How to generate video with FFMpeg

preface

FFMpeg is pronounced “FFMpeg”, “FF” stands for “Fast Forward”, and “Mpeg” stands for the Moving Picture Experts Group.

According to the official presentation, FFMpeg is a complete, cross-platform audio and video recording, conversion and streaming solution. Simply put, as long as it involves audio and video development, basic can’t get around this tool.

A quick start

FFMpeg quick start, suggest to see Ruan Yifeng teacher “FFMpeg video processing tutorial”, which tells the basic concepts of audio and video processing, such as FFMpeg support container, encoding format and encoder; I’ll also cover common uses of FFMpeg, such as viewing file information, converting encoding formats, and extracting audio.

2. Basic knowledge of audio and video

When I use FFMpeg myself, I found that if I want to use FFMpeg well, some basic knowledge of audio and video is still necessary, so here is a summary.

Now short video is so popular, I believe that we also often watch, and the composition of a video is not complicated, is a combination of image, audio, subtitles.

For images, there are two concepts that need to be distinguished: image format and color space.
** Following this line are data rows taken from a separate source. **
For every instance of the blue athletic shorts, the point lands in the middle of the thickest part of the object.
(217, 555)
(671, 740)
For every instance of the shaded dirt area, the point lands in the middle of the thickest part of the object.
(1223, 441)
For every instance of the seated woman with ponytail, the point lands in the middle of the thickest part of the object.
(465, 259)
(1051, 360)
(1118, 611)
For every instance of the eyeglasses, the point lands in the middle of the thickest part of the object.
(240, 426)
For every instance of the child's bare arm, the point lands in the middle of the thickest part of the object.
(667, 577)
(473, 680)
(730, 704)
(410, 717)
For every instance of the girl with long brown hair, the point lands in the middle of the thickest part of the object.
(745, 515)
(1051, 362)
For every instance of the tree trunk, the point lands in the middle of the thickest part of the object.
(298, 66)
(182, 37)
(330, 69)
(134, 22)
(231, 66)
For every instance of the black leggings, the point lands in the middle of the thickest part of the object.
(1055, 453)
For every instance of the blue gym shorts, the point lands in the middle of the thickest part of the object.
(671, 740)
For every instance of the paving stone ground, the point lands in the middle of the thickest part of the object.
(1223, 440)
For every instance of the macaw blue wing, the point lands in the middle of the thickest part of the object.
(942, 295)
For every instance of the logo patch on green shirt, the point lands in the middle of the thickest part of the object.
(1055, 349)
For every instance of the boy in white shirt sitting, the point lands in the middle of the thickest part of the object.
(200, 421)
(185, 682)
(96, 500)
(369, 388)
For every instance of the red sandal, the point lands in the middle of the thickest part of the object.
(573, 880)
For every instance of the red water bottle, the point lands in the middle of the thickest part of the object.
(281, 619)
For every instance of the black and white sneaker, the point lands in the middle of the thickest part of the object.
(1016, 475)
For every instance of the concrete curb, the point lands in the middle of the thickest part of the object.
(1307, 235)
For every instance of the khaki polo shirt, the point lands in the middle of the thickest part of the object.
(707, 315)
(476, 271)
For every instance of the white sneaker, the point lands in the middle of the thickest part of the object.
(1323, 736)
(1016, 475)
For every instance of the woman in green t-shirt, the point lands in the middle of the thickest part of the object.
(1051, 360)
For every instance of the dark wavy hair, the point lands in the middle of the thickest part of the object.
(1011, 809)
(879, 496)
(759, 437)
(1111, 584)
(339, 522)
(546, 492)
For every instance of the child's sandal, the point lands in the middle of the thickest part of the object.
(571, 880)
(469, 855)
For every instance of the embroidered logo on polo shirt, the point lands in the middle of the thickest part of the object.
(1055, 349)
Image formats are how images are compressed, encoded and stored, such as JPEG and PNG. Color space is a mathematical description of color, which can be divided into different color models according to different presentation methods. The most commonly used color models are RGB(used in computer graphics), YUV(used in video system), and CMYK(used in color printing). (You’ll see YUV a lot later)

For audio, there are also two concepts that are important. One is the collected raw audio data (such as PCM), and the other is the compressed audio data, such as AAC, which will also be seen later.

For subtitles, there are three common formats, namely SRT, SSA and AAS.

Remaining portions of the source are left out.